Emory lit one of the lamps, and Betty turned her back to it. He was very white, and she conceived a sudden and violent dislike to him. She never before had appreciated fully the weakness in that beautiful high-bred intellectual face. It was old-fashioned and dreamy. It had not a suggestion of modern grip and keenness and determination.
"I have deceived you, Betty," he began mournfully; but she interrupted him.
"I am neither your mother nor your sister," she said cuttingly. "I am only your cousin. You were under no obligation to confide in me. I object to being made use of, that is all."
"I am coming to that," he replied humbly. "Let me tell you the story as best I can. We did not discover that we loved each other until after you left. It had taken me some time to realize it—for—for—I did not think I ever could change. I was almost horrified; but soon I made up my mind it was for the best. I had been lonely and miserable long enough, and I had it in my power to take the loneliness and misery from another. I was almost insanely happy. I wanted to marry at once, but for a few days Harriet would not consent. She wanted to be an accomplished woman when she became my wife. Then she suggested that we should be married secretly, and the next day we went over into Virginia and were married—in a small village. She begged me not to tell you till you came back. When you returned, her courage failed her, for after all you were her benefactor and she had deceived you. She protested that she could not, that she dared not tell you. It has been an extremely disagreeable position to me, for I have felt almost a cad in this house, but I understood her feeling, for you had every reason to be angry and scornful. So we agreed to go to Europe in September and write to you from there. She wanted to go at once—soon after you returned; but I must wait till certain money comes in. I cannot live on what you so generously gave her. She would not go without me, and in spite of everything, I am almost ashamed to say, I have been very happy here—"

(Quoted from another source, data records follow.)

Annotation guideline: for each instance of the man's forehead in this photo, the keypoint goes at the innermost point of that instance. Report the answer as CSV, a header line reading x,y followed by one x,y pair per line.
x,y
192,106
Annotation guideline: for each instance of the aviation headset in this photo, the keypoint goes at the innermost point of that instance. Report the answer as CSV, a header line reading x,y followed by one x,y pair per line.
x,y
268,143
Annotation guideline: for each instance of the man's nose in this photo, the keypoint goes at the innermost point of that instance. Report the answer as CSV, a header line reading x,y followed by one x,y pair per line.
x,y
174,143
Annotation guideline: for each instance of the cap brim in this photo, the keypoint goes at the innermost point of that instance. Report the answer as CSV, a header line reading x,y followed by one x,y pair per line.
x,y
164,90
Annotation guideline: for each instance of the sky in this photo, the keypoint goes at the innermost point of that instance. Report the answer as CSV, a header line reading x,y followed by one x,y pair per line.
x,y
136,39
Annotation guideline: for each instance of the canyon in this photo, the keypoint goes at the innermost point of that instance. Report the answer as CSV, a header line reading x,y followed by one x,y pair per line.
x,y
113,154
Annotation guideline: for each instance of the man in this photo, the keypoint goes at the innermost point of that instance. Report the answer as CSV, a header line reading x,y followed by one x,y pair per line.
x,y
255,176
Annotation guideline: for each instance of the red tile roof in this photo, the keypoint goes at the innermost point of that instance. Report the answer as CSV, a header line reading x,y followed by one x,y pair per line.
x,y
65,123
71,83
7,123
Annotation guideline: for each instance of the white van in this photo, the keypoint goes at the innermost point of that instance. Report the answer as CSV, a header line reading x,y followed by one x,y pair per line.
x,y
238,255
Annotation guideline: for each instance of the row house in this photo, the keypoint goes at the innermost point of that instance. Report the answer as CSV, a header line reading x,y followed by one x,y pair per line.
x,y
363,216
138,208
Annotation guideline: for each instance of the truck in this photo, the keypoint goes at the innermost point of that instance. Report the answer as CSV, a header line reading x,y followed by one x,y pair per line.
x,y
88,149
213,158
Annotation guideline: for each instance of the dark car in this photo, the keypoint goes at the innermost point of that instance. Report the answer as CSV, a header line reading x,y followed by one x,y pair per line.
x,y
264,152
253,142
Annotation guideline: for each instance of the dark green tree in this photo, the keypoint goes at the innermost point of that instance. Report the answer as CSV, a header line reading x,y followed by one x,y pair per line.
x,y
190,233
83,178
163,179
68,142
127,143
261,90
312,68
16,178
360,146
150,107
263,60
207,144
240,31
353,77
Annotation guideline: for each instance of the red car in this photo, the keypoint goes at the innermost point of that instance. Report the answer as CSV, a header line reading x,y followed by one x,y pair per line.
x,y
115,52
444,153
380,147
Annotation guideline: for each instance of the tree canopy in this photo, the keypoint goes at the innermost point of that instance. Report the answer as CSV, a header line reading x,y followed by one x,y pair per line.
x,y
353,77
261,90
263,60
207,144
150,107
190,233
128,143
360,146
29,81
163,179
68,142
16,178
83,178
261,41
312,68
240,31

"Is that all? I will go to my room now. Goodnight." She hurried upstairs, wishing she had a sleeping powder. As she closed the door of her room, the tall sombre figure of Harriet rose from a chair and confronted her. Betty hastily lit two lamps. She could not endure Harriet in a half light,—not while she wore black, at all events.
"He has told me," she said briefly, answering the agonized inquiry in those haggard eyes. "I told him nothing."
Harriet drew a long breath and swayed slightly. "Ah!" she said. "Ah! Thank the Lord for that. I hope you will never have to go through what I have in this last half-hour." She seemed to recover herself rapidly, for after she had walked the length of the room twice, she confronted Betty with a tightening of the muscles of her face that gave it the expression of resolution which her features always had seemed to demand.
"This is wholly my affair now," she said. "It is all between him and me. It would be criminal for you to interfere. When I realised I loved him, I made up my mind to marry him at once. I knew that you would not permit it, and although I hated to deceive you, I made up my mind that I would have my happiness. I intended to tell you when you got back, but after what you said to me that day I was scared you'd tell him. If you do—if you do—I swear before the Lord that I'll drown myself in that lake—"
"I have no intention of telling him. As you say, it is now your own affair."
"It is; it is. And although I may have to pay the price one day, I'll hope and hope till the last minute. I shall not let him return to America, and perhaps he will never guess. Somehow it seems as if everything must be right different over there, as if all life would look different."